Published September 28, 2020
Fleet Management KPIs You Should Consider
Tracking key performance indicators helps you measure the efficiency of your fleet. Establishing fleet management benchmarks and measuring KPIs is the best way to improve fleet productivity and control costs.
Fleet management KPIs are performance indicators that demonstrate the effectiveness of your fleet management strategy. A KPI is like a compass that guides you towards successful decisions to improve your fleet.
The most common performance criteria in fleet management are generally cost containment, productivity improvement and fleet efficiency.
Here are examples of fleet management KPIs you should track:
Cost control and adherence to budget
You can't improve what you can't measure. Most fleet managers aim to control expenses and maximize profitability. Unfortunately, many managers don't have a way to accurately track expenses.
Because there are so many costs associated with fleets, manually calculating expenses is an uphill battle. Not only is it difficult to ensure accuracy, but by the time it comes time to reconcile your budget, you're already behind schedule.
Fleet management software allows you to track expenses in real time.
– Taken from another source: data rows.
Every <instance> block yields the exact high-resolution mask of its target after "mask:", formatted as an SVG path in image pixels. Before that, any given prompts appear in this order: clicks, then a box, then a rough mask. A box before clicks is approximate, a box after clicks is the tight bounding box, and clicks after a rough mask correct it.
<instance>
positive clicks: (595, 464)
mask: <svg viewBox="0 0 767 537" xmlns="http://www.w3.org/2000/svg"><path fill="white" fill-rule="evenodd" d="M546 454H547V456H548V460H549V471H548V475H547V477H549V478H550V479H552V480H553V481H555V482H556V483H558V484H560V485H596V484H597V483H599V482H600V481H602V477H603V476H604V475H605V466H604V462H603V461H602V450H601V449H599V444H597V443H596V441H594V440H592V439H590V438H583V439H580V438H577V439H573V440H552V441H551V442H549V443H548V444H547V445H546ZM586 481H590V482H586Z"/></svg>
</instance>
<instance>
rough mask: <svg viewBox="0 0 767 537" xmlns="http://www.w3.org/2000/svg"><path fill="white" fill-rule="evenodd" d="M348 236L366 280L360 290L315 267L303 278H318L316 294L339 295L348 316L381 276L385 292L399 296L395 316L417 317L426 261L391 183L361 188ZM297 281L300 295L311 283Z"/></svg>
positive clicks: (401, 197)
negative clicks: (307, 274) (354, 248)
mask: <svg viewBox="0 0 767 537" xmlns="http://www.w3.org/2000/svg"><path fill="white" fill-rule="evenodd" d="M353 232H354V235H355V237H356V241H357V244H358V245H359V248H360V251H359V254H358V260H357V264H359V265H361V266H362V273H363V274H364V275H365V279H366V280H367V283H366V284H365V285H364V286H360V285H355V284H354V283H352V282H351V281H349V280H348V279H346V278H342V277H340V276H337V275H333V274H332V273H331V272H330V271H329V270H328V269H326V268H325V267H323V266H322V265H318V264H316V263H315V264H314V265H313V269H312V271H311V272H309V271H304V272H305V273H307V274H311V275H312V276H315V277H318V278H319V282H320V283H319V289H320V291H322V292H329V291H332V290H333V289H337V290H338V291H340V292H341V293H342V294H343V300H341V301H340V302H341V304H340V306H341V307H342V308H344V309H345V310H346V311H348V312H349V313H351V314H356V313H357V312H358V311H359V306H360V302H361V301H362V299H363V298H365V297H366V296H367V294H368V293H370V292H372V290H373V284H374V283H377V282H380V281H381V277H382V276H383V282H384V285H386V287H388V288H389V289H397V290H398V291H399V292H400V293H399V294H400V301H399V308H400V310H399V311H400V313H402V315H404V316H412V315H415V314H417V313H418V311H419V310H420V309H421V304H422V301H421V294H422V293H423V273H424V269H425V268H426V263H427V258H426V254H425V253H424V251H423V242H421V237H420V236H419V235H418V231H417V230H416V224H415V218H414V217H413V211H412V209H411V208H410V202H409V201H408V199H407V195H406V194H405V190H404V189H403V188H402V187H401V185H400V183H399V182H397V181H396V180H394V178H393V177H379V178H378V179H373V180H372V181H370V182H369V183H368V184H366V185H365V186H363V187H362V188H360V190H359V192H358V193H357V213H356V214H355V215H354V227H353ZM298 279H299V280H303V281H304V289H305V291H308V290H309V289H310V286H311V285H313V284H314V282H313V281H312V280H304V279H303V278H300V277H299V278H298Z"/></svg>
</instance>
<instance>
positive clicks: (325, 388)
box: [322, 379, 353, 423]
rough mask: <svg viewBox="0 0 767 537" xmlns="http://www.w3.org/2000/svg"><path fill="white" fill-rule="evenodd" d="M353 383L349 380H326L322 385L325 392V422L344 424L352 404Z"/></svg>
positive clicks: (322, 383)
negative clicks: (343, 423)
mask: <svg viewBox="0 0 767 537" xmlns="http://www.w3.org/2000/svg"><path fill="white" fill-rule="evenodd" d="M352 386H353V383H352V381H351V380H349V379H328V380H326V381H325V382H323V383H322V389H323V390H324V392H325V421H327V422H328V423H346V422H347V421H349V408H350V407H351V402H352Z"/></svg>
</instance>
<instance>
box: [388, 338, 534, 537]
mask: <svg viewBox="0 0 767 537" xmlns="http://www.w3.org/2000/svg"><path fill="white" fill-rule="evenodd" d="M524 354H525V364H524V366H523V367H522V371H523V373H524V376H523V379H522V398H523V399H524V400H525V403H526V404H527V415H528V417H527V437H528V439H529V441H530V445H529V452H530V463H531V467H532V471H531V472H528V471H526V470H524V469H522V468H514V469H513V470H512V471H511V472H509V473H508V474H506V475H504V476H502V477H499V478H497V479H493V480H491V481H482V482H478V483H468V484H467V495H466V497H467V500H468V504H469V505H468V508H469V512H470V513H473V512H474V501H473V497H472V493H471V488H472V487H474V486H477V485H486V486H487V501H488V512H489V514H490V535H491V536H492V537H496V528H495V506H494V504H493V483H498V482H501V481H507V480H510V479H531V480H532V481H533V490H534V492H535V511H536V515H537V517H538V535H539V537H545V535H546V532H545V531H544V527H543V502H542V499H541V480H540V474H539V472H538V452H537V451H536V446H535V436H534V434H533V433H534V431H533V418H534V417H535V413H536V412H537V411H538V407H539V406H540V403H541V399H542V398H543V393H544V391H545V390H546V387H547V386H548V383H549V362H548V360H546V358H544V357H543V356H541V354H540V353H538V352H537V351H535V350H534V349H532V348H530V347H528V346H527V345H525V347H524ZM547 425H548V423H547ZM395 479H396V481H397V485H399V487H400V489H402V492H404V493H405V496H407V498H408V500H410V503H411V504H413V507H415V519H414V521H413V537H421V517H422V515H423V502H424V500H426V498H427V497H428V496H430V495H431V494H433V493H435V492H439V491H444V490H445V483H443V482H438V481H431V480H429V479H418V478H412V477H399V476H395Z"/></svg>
By managing your fleet with software, you can view expenses and automatically calculate your total cost of ownership (TCO).
Controlling costs with configurable fleet reports allows you to confirm trends in your fleet and take necessary actions to improve them.
Maintenance management and downtime prevention
Developing key performance indicators (KPIs) for fleet management helps ensure that your vehicles are maintained correctly and as quickly as possible. By prioritizing vehicle maintenance, you reduce downtime and maximize efficiency.
To avoid recurring issues, fleet managers must take a proactive approach to maintenance. Following a preventive maintenance program helps identify and repair problems before they become serious and cause downtime.
Optimal vehicle replacement objectives
We discussed expense management and maintenance. These two aspects of your fleet management plan can help you make one of the most difficult decisions for your fleet: vehicle replacement.
Determining the best time to replace vehicles is complex. You want to get the most out of your assets, but there comes a point of diminishing returns with every vehicle. At some point, maintenance expenses exceed the cost of a new vehicle. Using software to monitor vehicle condition and expenses can help identify optimal replacement windows.
Fuel costs
Fuel is one of the largest ongoing costs for fleets, and although unavoidable, fuel costs can be managed. Tracking fuel consumption and expenses in centralized software allows you to develop improvement strategies.
Tracking fuel consumption is time-consuming if you're trying to keep up with paper receipts and manual data entry.
Having drivers or other agents enter fuel entries into the fleet management software saves time and visualizes fuel costs in real time. For greater efficiency and access to additional fuel data, fleets can integrate their fuel cards with DIGIPARC.
Driver safety and behavior
Safety is a fleet manager's top priority, and just like costs and maintenance, safety can be measured. Setting fleet management KPIs around safety and driver behavior helps you ensure the safety of your vehicles, drivers and the general public on the roads.
Fleet managers can also monitor driver behavior with DIGIPARC telematics tools to identify harsh braking and speeding.
Regularly training drivers on safe driving habits and creating safety procedures can ensure your team takes safety seriously. Not only does this decrease liability, but it can also help avoid fines and violations.